How can civil society groups and charities apply narrative work in practice? Based on our work with migration groups in the UK during the pandemic, we believe a crucial step is more narrative synergy between organisations that share the same values.
Have you ever looked closely at a detailed painting and then slowly stepped back to see the picture take shape and come alive before your eyes? It’s a magical feeling when the smaller component parts complement each other and align to create a unified whole. This is what happens with an intricate mosaic, where small individual tiles collectively merge to create an image that is striking to behold.
The same synergistic principle applies to narratives. We communicate by sharing our messages and stories, but it is their accumulation over time that form lasting, memorable narratives. When we communicate strategically we need to think not just about how we craft our own message, but also how we are adding to a greater whole and strengthening shared narratives in the process. In short: to be strategic we need to be synergistic.
As the Narrative Initiative writes:
“What tiles are to mosaics, stories are to narratives. The relationship is symbiotic; stories bring narratives to life by making them relatable and accessible, while narratives infuse stories with deeper meaning.”
If communications work is about crafting the right kinds of words, visuals and feelings to get a message across, then strategic communications is about stepping back and thinking about the big ideas, attitudes and behaviours we want to shift. This means thinking not just about promoting the work of our own organisation, but choosing the right stories to tell about what is happening in the world today. This means communications based more around moments than on campaigns.
These reflections are based on recent work with Unbound Philanthropy and Migration Exchange during the pandemic to help activist groups apply narrative messaging around Covid-19 produced by communications experts such as Anat Shenker-Osorio, PIRC, Frameworks Institute and IMIX to their daily work.
Creating new, striking narrative mosaics requires as many people as possible offering up the same sorts of ideas, creating images that bring to life our shared values and exchanging stories that reflect our worldview.
We have designed a messaging house to help guide this process, drawing on the idea of a Larger Us developed by Alex Evans at the Collective Psychology Project as a way of articulating what unites groups working on human rights, environment, poverty, racial justice and others in common cause.
This messaging house contains simple “common sense” ideas that we can all repeat over and over again, and bring to life in stories, videos, drawings and graphics. Rather than asking every group to use shared branding or slogans, we instead invite everyone to inject a little bit of the spirit of our shared worldview into their work.

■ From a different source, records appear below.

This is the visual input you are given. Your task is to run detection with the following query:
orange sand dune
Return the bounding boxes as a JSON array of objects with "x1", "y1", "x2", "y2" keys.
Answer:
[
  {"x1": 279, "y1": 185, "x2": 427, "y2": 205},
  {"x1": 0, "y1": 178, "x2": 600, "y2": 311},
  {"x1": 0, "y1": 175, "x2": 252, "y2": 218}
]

Getting the wording of our messages right is important, but communications is often about more than words: it is about images, stories and emotions stirred by cultural products.

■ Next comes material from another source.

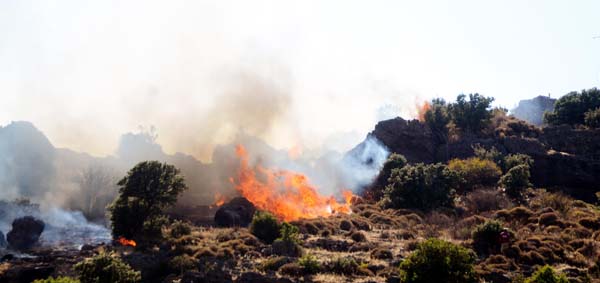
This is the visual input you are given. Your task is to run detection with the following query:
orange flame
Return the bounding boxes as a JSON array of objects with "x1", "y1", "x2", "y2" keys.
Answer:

Five principles for creating narrative mosaics with strategic communications
There are five principles we’ve learnt from mosaic-making that help us to get to the heart and soul of strategic communications:
Principle 1: We need to unite around shared messages that capture the spirit of our communication. It takes many different tiles to make a mosaic. If all our tiles relay conflicting messages, our tiles will simply form a blur from which no narrative emerges. Only by constantly reinforcing a complimentary, shared worldview with stories and frames on a daily basis can we make our narrative salient enough to stand out.

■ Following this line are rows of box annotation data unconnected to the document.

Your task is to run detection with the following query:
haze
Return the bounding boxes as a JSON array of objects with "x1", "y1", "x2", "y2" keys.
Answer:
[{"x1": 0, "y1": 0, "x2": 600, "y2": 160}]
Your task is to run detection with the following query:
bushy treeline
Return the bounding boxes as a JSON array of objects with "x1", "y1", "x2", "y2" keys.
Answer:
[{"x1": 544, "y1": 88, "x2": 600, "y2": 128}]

Principle 2: We need to capitalise on key moments that arise — tapping into the zeitgeist, rather than purely relying on engineering the focus. Mosaic-makers innovate all the time. We need to be open to raising up what works and what resonates in response to key moments.
Principle 3: We need to build up powerful bonds of reciprocity. Building a mosaic is about elevating and building on motifs that work, and generating new, iterative content as a result. Reciprocity builds strong supportive networks, helps to further the message of a Larger Us and demonstrates that we are making progress together.
Principle 4: Apply the rule of thirds. There is sometimes magic to be found in placing the subject off-centre, resisting the urge of pushing problems to the front and centre.
Principle 5: We need to accumulate multiple stories and messages. Mosaics are created by adding together multiple smaller parts, some of which are plain and reinforcing, some peppering our communications with bursts of creative inspiration. Sometimes we need to experiment many times over to hit upon a powerful message that truly resonates. Everyone can add their tile to the narrative mosaic, even by retweeting another post or asking your supporters share some positive news.